File Uploads over WebSocket
WebSocket transport supports IRPCFile via length-prefixed binary framing. The router buffers ArrayBuffer payloads and matches them to file pointers when the JSON payload arrives.
WebSocket File Upload Caveat
Large file transfers block the persistent socket pipeline. Other simultaneous RPC calls won't reach the server until the binary transfer completes. For applications with significant file uploads alongside real-time interactions, use HTTP Transport for file operations — the browser natively offloads HTTP uploads to a background thread.
Connection Disconnect
When a WebSocket connection closes, call router.disconnect(ws) to abort all active streams for that connection:
websocket: {
close(ws) {
router.disconnect(ws);
},
}The router tracks AbortController instances per connection per stream. Disconnecting fires all of them, triggering cleanup functions in all active stream handlers.
BroadcastChannel Transport
Zero-server communication within the browser — between tabs, windows, iframes, and Web Workers.

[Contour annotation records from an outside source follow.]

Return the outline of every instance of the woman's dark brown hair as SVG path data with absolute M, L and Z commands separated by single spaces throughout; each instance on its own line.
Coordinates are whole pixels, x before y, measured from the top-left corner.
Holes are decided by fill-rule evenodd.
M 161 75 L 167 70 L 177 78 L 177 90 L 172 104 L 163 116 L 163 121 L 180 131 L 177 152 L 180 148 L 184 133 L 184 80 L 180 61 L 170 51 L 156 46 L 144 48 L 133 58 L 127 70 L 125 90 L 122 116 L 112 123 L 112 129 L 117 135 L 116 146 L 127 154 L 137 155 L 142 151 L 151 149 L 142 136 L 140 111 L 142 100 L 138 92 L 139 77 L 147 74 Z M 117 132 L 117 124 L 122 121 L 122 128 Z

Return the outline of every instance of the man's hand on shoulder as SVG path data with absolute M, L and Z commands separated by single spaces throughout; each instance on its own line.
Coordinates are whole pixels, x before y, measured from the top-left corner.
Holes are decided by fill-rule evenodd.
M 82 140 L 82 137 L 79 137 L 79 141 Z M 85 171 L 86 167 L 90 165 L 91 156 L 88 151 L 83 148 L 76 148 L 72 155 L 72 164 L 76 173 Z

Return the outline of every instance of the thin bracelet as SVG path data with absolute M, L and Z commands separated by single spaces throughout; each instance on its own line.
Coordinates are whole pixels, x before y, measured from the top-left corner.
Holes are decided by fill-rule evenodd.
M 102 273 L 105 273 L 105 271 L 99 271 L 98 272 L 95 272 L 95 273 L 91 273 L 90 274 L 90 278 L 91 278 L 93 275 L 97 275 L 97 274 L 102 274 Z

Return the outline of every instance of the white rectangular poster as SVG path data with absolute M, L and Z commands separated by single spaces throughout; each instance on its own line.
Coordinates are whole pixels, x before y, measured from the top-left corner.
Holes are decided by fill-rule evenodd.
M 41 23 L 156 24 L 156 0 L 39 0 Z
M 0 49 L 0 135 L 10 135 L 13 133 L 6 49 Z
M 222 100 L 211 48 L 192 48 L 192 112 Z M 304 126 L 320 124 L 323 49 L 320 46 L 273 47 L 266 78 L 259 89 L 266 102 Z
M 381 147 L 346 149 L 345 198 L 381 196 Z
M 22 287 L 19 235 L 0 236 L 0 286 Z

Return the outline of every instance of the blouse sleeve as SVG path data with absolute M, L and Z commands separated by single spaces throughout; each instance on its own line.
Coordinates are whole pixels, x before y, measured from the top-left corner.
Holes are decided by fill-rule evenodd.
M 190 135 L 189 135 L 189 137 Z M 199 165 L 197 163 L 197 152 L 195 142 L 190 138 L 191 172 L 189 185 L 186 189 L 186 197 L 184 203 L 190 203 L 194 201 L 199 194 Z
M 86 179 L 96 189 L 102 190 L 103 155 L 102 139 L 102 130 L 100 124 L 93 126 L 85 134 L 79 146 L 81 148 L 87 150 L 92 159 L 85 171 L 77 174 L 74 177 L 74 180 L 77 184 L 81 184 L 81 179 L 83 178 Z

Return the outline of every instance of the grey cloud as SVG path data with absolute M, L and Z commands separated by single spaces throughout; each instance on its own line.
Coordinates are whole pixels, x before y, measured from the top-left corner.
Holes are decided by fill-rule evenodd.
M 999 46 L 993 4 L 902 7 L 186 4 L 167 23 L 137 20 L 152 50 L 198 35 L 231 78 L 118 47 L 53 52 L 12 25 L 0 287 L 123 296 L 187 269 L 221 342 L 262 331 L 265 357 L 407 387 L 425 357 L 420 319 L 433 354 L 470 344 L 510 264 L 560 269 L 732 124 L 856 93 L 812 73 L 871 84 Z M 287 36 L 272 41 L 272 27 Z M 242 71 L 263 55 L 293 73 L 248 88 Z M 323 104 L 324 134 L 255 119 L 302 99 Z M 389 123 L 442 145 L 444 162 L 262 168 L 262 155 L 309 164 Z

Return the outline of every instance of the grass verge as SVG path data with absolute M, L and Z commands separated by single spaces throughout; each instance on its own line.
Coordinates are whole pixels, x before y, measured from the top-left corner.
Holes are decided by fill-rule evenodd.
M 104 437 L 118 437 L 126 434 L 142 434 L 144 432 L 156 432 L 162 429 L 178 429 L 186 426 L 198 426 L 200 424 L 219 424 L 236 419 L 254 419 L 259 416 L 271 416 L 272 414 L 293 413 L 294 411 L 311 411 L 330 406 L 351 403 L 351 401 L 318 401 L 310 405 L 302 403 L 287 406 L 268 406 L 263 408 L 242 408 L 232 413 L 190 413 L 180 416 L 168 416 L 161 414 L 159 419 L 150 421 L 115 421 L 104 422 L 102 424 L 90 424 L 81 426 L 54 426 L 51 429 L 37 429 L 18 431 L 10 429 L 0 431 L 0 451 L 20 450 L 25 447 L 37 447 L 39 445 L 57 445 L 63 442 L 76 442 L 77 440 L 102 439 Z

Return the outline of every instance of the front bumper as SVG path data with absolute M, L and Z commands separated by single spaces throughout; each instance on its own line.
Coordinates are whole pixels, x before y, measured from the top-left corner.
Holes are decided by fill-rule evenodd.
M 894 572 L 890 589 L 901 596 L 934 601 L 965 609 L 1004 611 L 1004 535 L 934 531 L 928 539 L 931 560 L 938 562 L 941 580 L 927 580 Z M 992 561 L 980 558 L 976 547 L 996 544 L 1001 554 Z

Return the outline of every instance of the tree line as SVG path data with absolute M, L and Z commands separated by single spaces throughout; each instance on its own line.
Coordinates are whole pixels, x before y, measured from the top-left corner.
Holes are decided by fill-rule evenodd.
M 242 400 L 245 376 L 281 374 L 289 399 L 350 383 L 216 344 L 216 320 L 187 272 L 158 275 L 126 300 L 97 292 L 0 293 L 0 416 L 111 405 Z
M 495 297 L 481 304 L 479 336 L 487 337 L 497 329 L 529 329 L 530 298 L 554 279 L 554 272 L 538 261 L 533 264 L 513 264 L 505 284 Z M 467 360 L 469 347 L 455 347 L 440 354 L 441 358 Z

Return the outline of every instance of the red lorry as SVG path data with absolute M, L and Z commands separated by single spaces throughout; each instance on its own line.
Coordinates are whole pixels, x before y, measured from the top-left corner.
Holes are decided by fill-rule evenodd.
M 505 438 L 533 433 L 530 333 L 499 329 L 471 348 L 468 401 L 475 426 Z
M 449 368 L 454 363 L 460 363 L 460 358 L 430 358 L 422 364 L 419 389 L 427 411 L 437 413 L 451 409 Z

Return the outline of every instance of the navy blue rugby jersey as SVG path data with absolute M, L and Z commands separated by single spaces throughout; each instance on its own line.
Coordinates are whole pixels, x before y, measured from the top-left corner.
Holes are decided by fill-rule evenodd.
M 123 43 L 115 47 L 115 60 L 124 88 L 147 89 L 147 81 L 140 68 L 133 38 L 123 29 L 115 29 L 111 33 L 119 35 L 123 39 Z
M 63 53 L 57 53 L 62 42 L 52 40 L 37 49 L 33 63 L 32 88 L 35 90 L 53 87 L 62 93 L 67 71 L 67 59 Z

Package: @irpclib/broadcast
Client Configuration
import { BroadcastTransport } from '@irpclib/broadcast';
const irpc = createPackage({ name: 'my-api', version: '1.0.0' });
const transport = new BroadcastTransport({
channel: irpc.href, // 'my-api/1.0.0'
timeout: 30000,
});
irpc.use(transport);Use irpc.href as Channel Name
Using the package's href (name/version) as the channel name provides automatic uniqueness, version-awareness, and zero manual channel management.
Router Setup (Worker)
// worker.ts
import { BroadcastRouter } from '@irpclib/broadcast/router';
import { irpc, transport } from './lib/module.js';
import './rpc/data/constructor.js';
const router = new BroadcastRouter(irpc, transport);That's it. The router listens on the BroadcastChannel and resolves incoming calls automatically.
Use Cases
| Pattern | Description |
|---|---|
| Web Worker offload | Run heavy computation (video encoding, data parsing) in a Worker without blocking the UI |
| Multi-tab sync | Keep shopping carts, notifications, or state synchronized across browser tabs |
| Iframe communication | Parent ↔ iframe messaging with type-safe function calls |
| Offline-first | Full execution without any server infrastructure |
Context in BroadcastChannel
Unlike HTTP and WebSocket, BroadcastChannel has no incoming request object. Supply context via initContext when calling resolve() directly:
router.resolve(requests, [
['token', self.workerToken],
]);Router Disconnect
Call router.disconnect() to abort all active streams when the Worker or context is shutting down:
router.disconnect();Choosing a Transport
| Criterion | HTTP | WebSocket | BroadcastChannel |
|---|---|---|---|
| Server required | Yes | Yes | No |
| Latency | Medium | Low | Lowest |
| Persistent connection | No | Yes | N/A |
| Auto-reconnection | N/A | Yes | N/A |
| File uploads | ✅ Best | ⚠️ Blocks socket | ✅ Structured clone |
| Cross-tab | No | No | Yes |
| Web Workers | No | No | Yes |
| Offline | No | No | Yes |
| Setup complexity | Simple | Medium | Simple |
| Browser support | Universal | Excellent | Modern |
Use HTTP for most server-client applications. It's the simplest, most compatible, and handles file uploads without blocking.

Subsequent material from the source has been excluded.